It is said that the men responsible for smashing the windows of a neighbour’s vintage car did so in frustration that they could not remove the car from the shed in which it was stored. It is said that the same men were responsible for burning a nearby hay barn at the end of the summer of 2017, a barn that was filled with three hundred tons of hay bales that were for winter fodder. The men are not outsiders, they are not strangers, their names are recognisably ones from the local community; people know their families and their backgrounds.
Have we become a lawless place? Were we more honest in times past?
I doubt it. Why would there have been police station at Langport and Somerton and a police house in Long Sutton if there had been no work for the officers to do?
Police Constables Pearce and Sparkes were based in Langport station. They were household names. They were men who spent time out in the neighbourhoods, calling at farms, known for responding directly to situations. They seemed to possess almost divine qualities in their omniscience and omnipresence. Their networks must have been very effective, for there seemed little that they did not know. Perhaps the compact area they were expected to cover enabled them to be familiar figures.

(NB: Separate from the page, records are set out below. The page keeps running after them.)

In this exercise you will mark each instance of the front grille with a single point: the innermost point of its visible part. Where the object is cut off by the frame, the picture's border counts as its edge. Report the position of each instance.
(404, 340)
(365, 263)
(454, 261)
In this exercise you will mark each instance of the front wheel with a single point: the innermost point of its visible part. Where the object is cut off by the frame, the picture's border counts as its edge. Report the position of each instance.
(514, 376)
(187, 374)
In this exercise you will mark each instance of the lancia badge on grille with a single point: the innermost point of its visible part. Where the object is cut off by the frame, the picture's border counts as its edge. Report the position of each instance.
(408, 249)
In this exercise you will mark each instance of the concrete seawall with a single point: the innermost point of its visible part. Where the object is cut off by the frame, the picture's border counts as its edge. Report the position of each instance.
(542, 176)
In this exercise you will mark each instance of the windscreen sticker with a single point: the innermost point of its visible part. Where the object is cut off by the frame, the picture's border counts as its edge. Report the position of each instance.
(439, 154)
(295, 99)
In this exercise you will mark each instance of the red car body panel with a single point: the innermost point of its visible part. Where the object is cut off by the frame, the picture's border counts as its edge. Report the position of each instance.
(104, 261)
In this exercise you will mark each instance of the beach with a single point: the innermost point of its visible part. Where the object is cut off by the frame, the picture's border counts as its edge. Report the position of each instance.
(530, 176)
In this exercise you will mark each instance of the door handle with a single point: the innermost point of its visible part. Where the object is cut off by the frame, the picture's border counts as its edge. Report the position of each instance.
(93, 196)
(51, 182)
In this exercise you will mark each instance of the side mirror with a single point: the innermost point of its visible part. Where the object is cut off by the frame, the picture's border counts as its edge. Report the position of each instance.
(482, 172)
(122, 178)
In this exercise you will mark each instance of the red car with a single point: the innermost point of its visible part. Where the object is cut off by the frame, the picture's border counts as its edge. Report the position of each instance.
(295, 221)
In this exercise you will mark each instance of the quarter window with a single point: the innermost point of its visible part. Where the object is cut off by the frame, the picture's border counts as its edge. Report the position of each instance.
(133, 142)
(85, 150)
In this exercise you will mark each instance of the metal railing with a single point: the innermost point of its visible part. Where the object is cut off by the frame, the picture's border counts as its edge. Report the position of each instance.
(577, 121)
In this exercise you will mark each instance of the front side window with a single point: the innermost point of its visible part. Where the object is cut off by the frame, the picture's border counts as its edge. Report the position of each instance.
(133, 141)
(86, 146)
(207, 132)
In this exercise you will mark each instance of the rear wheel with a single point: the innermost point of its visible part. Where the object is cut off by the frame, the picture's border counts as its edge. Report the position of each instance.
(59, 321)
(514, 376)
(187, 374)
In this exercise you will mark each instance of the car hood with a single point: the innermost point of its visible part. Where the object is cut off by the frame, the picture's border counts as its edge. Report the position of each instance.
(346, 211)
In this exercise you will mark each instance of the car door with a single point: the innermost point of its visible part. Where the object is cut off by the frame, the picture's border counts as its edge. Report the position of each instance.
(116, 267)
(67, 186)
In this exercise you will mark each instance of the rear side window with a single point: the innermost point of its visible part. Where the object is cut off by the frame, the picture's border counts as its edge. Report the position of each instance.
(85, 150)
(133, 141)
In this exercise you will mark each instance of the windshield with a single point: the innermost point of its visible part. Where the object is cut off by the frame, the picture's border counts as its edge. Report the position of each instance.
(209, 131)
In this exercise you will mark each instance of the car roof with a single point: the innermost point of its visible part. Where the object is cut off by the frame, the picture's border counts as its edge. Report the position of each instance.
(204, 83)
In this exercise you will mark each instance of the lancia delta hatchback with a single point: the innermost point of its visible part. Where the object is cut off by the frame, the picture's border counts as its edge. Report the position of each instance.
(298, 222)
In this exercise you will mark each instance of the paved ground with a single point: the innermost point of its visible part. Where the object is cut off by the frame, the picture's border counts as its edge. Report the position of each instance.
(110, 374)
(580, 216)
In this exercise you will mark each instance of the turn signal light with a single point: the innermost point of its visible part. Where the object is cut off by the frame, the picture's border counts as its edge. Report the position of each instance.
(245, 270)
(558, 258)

In memory, PC Sparkes is like a policeman from the television series Heartbeat. He wore a black peaked crash helmet with goggles, a leather coat and big gauntlets and he rode a big motorbike which went down the road with a throaty roar.

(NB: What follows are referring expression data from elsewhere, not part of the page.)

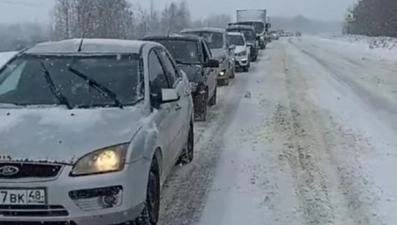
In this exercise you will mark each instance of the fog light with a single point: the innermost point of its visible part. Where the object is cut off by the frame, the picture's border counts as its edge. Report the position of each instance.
(109, 200)
(97, 198)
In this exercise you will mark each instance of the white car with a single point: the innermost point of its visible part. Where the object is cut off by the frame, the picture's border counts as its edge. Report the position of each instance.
(90, 132)
(242, 51)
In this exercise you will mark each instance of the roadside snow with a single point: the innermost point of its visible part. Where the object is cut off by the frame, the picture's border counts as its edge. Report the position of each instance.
(382, 48)
(5, 56)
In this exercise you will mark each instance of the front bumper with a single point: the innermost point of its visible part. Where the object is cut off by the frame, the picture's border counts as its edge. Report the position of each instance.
(82, 208)
(223, 71)
(242, 61)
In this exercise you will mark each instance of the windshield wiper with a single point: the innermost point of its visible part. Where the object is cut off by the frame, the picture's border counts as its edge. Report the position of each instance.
(185, 63)
(97, 86)
(58, 94)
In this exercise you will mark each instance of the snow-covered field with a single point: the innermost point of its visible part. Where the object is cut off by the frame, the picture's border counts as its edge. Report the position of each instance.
(307, 137)
(381, 47)
(5, 56)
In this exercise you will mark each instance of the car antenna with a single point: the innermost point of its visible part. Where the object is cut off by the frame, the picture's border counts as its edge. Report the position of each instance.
(84, 30)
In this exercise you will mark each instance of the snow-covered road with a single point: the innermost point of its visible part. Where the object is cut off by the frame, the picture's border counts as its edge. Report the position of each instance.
(307, 137)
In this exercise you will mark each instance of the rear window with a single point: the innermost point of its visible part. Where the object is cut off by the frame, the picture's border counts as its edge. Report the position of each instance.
(214, 39)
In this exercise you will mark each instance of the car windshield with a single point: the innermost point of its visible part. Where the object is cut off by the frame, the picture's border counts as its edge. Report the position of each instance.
(249, 35)
(214, 39)
(23, 80)
(236, 40)
(259, 26)
(183, 51)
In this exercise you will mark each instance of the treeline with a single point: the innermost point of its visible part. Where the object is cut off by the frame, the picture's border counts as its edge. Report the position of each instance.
(104, 19)
(374, 18)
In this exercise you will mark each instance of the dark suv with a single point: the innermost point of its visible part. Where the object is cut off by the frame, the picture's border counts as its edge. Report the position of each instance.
(193, 56)
(250, 37)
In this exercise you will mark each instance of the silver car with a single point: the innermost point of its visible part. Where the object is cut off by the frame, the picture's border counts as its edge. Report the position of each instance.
(89, 132)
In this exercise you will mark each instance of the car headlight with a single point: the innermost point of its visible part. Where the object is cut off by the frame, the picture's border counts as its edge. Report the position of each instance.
(106, 160)
(243, 53)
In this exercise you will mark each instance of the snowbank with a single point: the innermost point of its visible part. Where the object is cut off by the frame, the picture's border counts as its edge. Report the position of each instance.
(386, 43)
(5, 56)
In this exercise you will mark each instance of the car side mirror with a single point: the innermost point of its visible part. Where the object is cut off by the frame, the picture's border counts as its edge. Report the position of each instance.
(169, 95)
(164, 96)
(212, 63)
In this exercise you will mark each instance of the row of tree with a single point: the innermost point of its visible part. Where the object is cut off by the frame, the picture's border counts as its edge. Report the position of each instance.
(374, 18)
(119, 19)
(103, 19)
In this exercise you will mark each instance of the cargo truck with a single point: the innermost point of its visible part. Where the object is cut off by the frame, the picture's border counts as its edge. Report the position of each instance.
(258, 19)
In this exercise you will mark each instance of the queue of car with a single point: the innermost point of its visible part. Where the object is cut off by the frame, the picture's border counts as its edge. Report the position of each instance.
(91, 128)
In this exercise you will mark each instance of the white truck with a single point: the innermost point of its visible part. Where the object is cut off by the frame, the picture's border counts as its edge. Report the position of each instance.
(258, 19)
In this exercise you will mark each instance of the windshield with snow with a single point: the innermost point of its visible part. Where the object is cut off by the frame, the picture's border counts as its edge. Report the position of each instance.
(259, 26)
(249, 35)
(236, 40)
(24, 82)
(185, 52)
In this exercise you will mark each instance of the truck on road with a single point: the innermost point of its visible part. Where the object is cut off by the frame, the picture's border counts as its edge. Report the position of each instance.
(258, 19)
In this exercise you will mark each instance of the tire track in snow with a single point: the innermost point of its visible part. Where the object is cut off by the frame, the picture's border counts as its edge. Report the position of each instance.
(353, 184)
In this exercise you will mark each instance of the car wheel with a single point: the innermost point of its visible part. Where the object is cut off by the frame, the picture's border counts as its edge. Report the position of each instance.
(187, 154)
(150, 213)
(212, 101)
(201, 106)
(232, 73)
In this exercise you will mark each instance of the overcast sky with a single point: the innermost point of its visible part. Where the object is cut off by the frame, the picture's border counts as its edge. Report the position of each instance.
(38, 10)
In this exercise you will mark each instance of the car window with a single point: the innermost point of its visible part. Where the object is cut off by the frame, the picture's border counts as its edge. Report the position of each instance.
(205, 52)
(24, 81)
(170, 70)
(156, 74)
(11, 82)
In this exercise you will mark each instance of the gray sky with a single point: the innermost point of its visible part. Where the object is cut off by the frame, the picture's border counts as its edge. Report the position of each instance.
(38, 10)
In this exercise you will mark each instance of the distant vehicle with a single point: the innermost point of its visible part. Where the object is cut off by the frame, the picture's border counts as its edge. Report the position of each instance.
(274, 35)
(242, 52)
(193, 56)
(98, 138)
(249, 35)
(220, 49)
(258, 19)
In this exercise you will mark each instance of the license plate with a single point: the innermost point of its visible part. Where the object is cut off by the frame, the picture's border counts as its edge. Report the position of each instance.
(22, 197)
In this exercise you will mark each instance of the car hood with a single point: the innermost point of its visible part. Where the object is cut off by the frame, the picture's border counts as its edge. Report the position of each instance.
(193, 72)
(218, 53)
(63, 136)
(239, 49)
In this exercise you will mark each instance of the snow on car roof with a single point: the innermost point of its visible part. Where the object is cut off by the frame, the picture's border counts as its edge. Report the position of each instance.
(235, 33)
(208, 29)
(89, 46)
(5, 56)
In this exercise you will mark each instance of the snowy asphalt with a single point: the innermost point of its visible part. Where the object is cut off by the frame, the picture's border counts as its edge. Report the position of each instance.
(308, 137)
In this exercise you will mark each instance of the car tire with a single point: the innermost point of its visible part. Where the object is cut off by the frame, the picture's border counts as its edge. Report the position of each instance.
(202, 103)
(187, 153)
(151, 211)
(212, 101)
(232, 73)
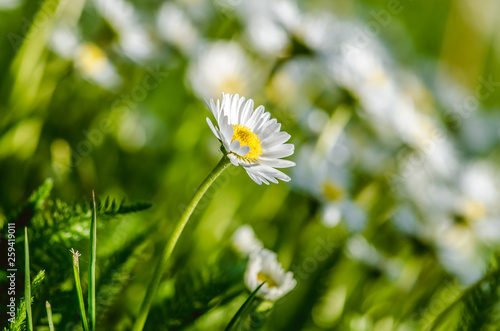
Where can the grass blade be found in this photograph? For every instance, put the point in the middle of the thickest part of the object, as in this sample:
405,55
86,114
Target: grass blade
92,264
49,315
242,308
27,282
76,271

It seems remarkable now, but the local police force felt able to be entirely open about their activities. The FM waveband was used for their radio communication; the radiogram in our house included FM in its wavebands and it was possible to sit and listen to stories as they unfolded, or, sometimes, to the idle chatter of officers working the hours of a quiet shift.
A police presence has all but disappeared from our community. No policeman has lived in Long Sutton for at least forty years. Langport station was closed and sold a generation ago and the site redeveloped. Somerton police station is used as an administration building. If there are police officers assigned to our area, their names are a mystery.
The answer to rural crime is not more security measures; it is not expecting people to phone reporting lines; it is not to blame trends in society; it is to look at what was good practice, what kept crime to minimal levels. The spirit of Pearce and Sparkes needs to be revived.